Over its 29 year history, the Sundance Institute Feature Film Program has supported an extensive list of award-winning independent films including Eric Mendelsohn’s 3 Backyards, Shirin Neshat’s Women Without Men, Cherien Dabis’ Amreeka, Cary Fukunaga’s Sin Nombre, Alex Rivera’s Sleep Dealer, Fernando Eimbcke’s Lake Tahoe, Ryan Fleck and Anna Boden’s Half Nelson, Andrea Arnold’s Red Road, Miranda July’s Me and You and Everyone We Know, Hany Abu-Assad’s Paradise Now, Debra Granik’s Down to the Bone, Ira Sachs’ Forty Shades of Blue, Josh Marston’s Maria Full of Grace, Peter Sollett’s Raising Victor Vargas, John Cameron Mitchell’s Hedwig and the Angry Inch, Darren Aronofsky’s Requiem for a Dream, Kimberly Peirce’s Boys Don’t Cry, Tony Bui’s Three Seasons, Walter Salles’ Central Station, Chris Eyre and Sherman Alexie’s Smoke Signals, Allison Anders’ Mi Vida Loca, Paul Thomas Anderson’s Hard Eight, Tamara Jenkins’ Slums of Beverly Hills, and Quentin Tarantino’s Reservoir Dogs.

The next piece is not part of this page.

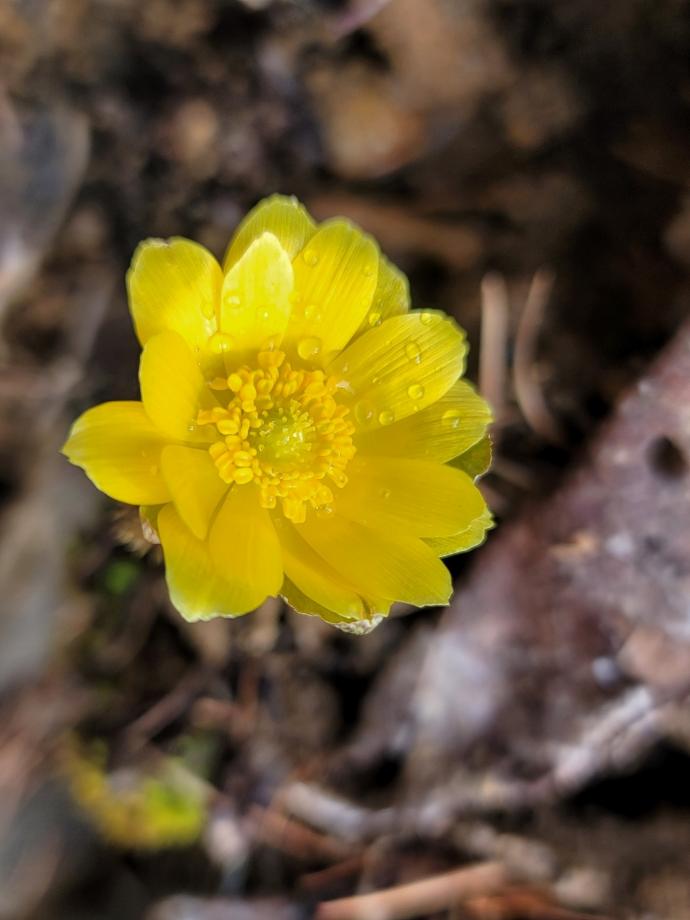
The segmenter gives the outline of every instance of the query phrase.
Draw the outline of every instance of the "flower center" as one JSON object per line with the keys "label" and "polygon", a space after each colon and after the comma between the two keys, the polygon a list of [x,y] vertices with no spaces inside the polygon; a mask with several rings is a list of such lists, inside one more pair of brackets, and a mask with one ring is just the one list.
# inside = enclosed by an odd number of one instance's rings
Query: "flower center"
{"label": "flower center", "polygon": [[336,402],[335,377],[293,368],[282,351],[259,352],[257,364],[212,380],[227,404],[202,410],[197,424],[218,432],[209,453],[221,479],[255,482],[264,508],[280,500],[285,517],[300,523],[308,506],[330,507],[331,484],[347,482],[355,428]]}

Founded by Robert Redford in 1981, Sundance Institute is a not-for-profit organization that fosters the development of original storytelling in film and theatre, and presents the annual Sundance Film Festival. Internationally recognized for its artistic development programs for directors, screenwriters, producers, film composers, playwrights and theatre artists, Sundance Institute has nurtured such projects as Angels in America, Spring Awakening, Boys Don’t Cry and Born into Brothels.